For a few years I mistakenly thought that Dmitri Shostakovich’s Opus 1 is his first symphony, probably because the idea seemed satisfying: The composer’s first serious work, or anyway the first one worth putting a number on, would be the piece that launched his international reputation, the first entry in his substantial line of symphonies, and a composition that already points toward his characteristic, mature style. But artists don’t emerge into the world that fully formed, and from Shostakovich’s thoroughly examined body of work several earlier, student efforts have been published and commercially recorded.
The actual Opus 1, a five-minute scherzo for orchestra, is pretty but unremarkable, except that it was written by an eventually major composer at the age of thirteen.
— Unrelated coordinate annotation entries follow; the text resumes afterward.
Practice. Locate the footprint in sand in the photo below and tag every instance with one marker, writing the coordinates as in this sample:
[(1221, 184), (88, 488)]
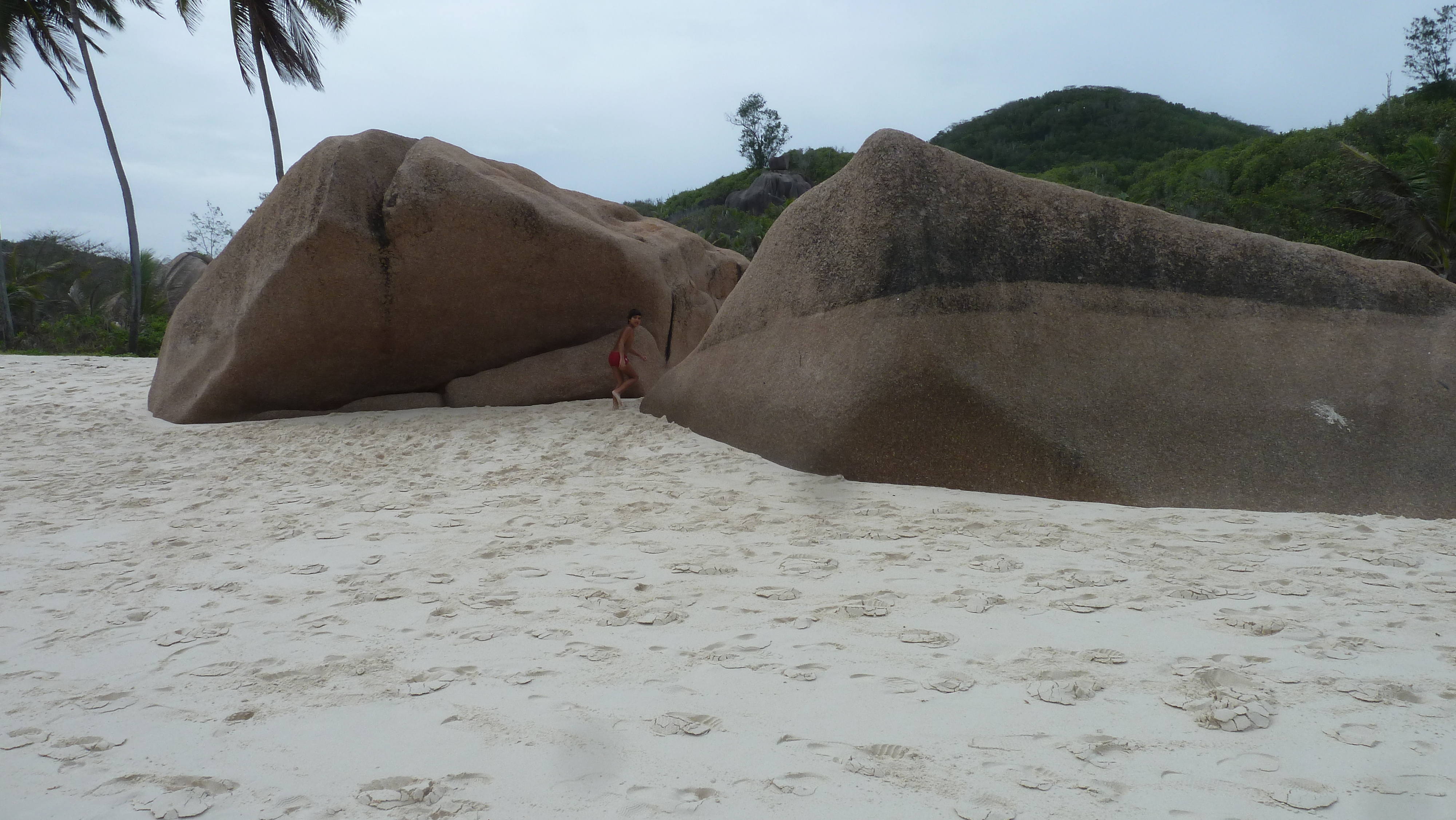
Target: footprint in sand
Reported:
[(1299, 793), (1064, 687), (1253, 623), (951, 684), (1380, 693), (1431, 786), (1286, 588), (804, 672), (995, 564), (802, 564), (800, 784), (130, 617), (602, 575), (433, 681), (703, 570), (20, 738), (1208, 594), (928, 639), (113, 703), (1075, 579), (181, 803), (972, 601), (1356, 735), (589, 652), (985, 809), (1101, 751), (1251, 762), (200, 633), (285, 808), (398, 793), (1085, 604), (685, 723), (874, 605)]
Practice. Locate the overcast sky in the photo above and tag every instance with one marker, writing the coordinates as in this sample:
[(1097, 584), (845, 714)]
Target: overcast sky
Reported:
[(627, 101)]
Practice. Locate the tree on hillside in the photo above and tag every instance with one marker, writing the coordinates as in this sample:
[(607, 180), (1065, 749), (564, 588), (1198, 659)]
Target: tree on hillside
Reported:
[(1415, 212), (764, 133), (283, 30), (1429, 43), (210, 232)]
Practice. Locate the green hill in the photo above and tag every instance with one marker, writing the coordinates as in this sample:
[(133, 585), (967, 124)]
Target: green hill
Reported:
[(1090, 125)]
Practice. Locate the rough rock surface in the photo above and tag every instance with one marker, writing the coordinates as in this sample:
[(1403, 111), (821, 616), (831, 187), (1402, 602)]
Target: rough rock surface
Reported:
[(567, 375), (387, 266), (771, 189), (181, 275), (922, 318)]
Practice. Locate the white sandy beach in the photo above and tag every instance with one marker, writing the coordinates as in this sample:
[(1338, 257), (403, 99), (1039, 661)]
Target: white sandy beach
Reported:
[(571, 612)]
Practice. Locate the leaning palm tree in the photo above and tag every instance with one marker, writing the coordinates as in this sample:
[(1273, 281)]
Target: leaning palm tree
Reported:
[(1413, 210), (107, 11), (283, 30), (47, 27)]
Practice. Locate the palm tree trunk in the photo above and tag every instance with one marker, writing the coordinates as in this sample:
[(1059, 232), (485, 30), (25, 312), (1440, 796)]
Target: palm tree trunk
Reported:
[(273, 119), (122, 177), (5, 296)]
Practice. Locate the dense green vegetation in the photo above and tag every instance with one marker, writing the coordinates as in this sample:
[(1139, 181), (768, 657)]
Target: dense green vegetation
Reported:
[(71, 296), (703, 209), (1298, 186), (1090, 125)]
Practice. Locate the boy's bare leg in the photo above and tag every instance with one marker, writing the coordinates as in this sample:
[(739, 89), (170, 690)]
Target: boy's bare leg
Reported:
[(630, 378)]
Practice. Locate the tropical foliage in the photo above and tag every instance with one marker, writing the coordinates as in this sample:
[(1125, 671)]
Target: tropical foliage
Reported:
[(1413, 210), (71, 296), (285, 33), (762, 133), (1090, 125), (703, 210)]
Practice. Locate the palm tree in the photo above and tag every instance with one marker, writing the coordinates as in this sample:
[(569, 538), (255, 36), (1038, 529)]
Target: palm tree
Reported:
[(283, 30), (1415, 212), (107, 9), (47, 27)]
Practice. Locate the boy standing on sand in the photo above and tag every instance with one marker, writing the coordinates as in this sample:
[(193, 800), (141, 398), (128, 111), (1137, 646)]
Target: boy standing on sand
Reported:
[(620, 359)]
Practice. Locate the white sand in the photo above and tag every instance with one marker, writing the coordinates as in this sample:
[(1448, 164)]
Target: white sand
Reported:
[(267, 620)]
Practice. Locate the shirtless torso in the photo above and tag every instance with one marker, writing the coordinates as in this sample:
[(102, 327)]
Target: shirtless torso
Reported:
[(621, 358)]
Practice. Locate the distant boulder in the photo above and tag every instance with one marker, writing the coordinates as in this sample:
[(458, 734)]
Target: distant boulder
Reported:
[(922, 318), (387, 266), (771, 189), (178, 277)]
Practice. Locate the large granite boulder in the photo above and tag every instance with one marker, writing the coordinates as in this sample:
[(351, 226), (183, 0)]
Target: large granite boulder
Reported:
[(567, 375), (922, 318), (385, 266), (771, 189), (178, 277)]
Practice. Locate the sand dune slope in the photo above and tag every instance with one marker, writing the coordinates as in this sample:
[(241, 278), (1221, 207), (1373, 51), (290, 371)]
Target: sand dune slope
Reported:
[(573, 612)]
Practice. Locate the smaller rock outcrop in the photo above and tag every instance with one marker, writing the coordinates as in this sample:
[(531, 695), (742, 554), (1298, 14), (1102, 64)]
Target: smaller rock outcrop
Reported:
[(178, 277), (567, 375), (771, 189)]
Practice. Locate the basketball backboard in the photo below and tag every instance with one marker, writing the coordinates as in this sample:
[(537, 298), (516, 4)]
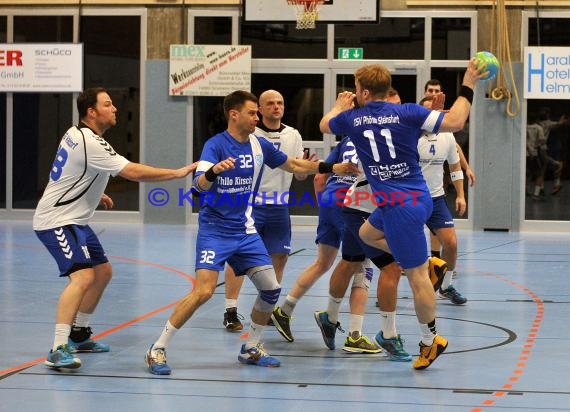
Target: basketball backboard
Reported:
[(363, 11)]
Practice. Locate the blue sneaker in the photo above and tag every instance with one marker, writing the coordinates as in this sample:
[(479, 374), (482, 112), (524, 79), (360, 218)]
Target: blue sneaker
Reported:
[(257, 356), (80, 341), (62, 358), (328, 329), (394, 347), (155, 359), (453, 295)]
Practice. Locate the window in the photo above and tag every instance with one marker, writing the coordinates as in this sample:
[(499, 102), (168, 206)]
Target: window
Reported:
[(112, 60), (40, 119)]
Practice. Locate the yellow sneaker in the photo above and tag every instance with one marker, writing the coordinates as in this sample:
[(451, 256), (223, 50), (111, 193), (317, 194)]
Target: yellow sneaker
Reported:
[(437, 269), (430, 353)]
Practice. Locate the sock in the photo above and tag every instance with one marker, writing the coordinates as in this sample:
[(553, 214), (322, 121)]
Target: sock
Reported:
[(429, 332), (388, 324), (447, 280), (355, 325), (167, 334), (334, 308), (61, 335), (255, 331), (289, 305), (81, 320)]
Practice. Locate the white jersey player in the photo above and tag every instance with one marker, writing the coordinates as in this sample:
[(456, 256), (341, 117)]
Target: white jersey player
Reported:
[(78, 177)]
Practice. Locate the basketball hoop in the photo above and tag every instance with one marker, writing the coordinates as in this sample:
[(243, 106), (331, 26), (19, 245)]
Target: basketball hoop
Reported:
[(307, 12)]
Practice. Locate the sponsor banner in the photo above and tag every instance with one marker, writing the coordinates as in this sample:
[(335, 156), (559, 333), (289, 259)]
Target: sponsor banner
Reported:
[(45, 67), (209, 70), (546, 72)]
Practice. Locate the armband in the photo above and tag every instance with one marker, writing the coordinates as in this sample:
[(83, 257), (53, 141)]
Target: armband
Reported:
[(210, 175), (466, 92), (456, 175), (325, 167)]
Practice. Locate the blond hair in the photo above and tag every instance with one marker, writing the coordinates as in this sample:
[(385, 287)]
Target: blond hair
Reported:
[(375, 78)]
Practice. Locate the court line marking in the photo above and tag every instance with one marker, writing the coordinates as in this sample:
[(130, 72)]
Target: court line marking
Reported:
[(527, 347)]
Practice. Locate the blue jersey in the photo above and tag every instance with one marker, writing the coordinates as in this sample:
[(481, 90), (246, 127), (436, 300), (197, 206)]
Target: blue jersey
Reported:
[(227, 204), (386, 139), (343, 152)]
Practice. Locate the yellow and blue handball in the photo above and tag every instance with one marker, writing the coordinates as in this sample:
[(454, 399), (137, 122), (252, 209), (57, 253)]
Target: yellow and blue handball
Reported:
[(488, 59)]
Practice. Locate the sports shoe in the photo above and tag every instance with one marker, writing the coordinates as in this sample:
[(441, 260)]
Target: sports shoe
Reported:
[(232, 321), (283, 323), (257, 356), (394, 347), (155, 359), (62, 358), (360, 345), (430, 353), (80, 341), (453, 295), (328, 329), (437, 269)]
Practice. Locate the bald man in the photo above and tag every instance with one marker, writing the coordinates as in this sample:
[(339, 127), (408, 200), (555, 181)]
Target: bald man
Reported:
[(271, 212)]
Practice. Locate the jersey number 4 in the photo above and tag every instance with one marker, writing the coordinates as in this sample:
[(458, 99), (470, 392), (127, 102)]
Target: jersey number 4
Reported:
[(58, 163)]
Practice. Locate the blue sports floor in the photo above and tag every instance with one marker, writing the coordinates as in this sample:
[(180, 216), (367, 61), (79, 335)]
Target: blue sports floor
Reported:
[(507, 349)]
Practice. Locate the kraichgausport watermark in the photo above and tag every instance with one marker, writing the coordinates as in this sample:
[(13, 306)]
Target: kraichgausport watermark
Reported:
[(161, 197)]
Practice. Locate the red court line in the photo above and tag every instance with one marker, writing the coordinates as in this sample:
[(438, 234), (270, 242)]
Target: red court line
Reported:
[(31, 363), (526, 351)]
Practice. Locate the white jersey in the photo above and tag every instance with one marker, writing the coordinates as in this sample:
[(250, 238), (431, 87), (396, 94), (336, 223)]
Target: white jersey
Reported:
[(78, 177), (276, 182), (434, 150)]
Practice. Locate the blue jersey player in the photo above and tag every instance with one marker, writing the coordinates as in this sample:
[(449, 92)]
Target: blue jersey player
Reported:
[(386, 138), (227, 178), (330, 191)]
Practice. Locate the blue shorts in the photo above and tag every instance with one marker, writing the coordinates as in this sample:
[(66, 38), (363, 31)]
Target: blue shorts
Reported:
[(353, 248), (403, 226), (73, 247), (440, 216), (273, 224), (241, 251), (331, 226)]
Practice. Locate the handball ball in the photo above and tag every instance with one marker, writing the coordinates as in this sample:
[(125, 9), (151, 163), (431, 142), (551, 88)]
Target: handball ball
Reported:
[(489, 59)]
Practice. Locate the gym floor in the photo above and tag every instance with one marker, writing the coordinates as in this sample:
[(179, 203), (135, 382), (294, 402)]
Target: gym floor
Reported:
[(506, 345)]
Its tunefulness and bright orchestral colors are very much in a Romantic, Russian style most familiar to me from Nikolai Rimsky-Korsakov — Shostakovich produced the scherzo at the Petrograd Conservatory, which under Rimsky-Korsakov’s onetime pupil Alexander Glazunov was the institutional torch-bearer for his musical style — and though it shows off an early talent for both melody and orchestration, neither bears the signature style that Shostakovich would begin to develop within the next few years. After a soft woodwind passage opens up into a short introductory passage, the work introduces a romantic, slightly woozy second theme:
This develops for a bit and then builds up into a loud, rather aimless final minute. It feels like an unfair impression to have (why pick on a precocious thirteen-year-old?) but if anything reminds me of his mature work it’s that orchestral bombast, which the adult Shostakovich produced, seemingly effortlessly, to fill out any number of occassional pieces. Other than the completist urge to start listening at the very beginning, the value of the scherzo lies in hearing an example of the stylistic context in which Shostakovich’s studies began, which he grew restless and broke with before graduating from the conservatory. Unless you’re a fanatical Shostakovich listener it’s not necessary to seek it out.
The scherzo and recording are both brand new to me, from the above-mentioned CD reissue of various obscure Shostakovich works drawn from Gennady Rozhdestvensky’s Melodiya recordings of the 1980s. Rozhdestvensky was responsible for unearthing, premiering, and recording much of the composer’s previously unknown output over the course of a few decades, and I know from the preliminary list of recorded works that I’ve put together that I’ll be reviewing his work regularly over the course of this project.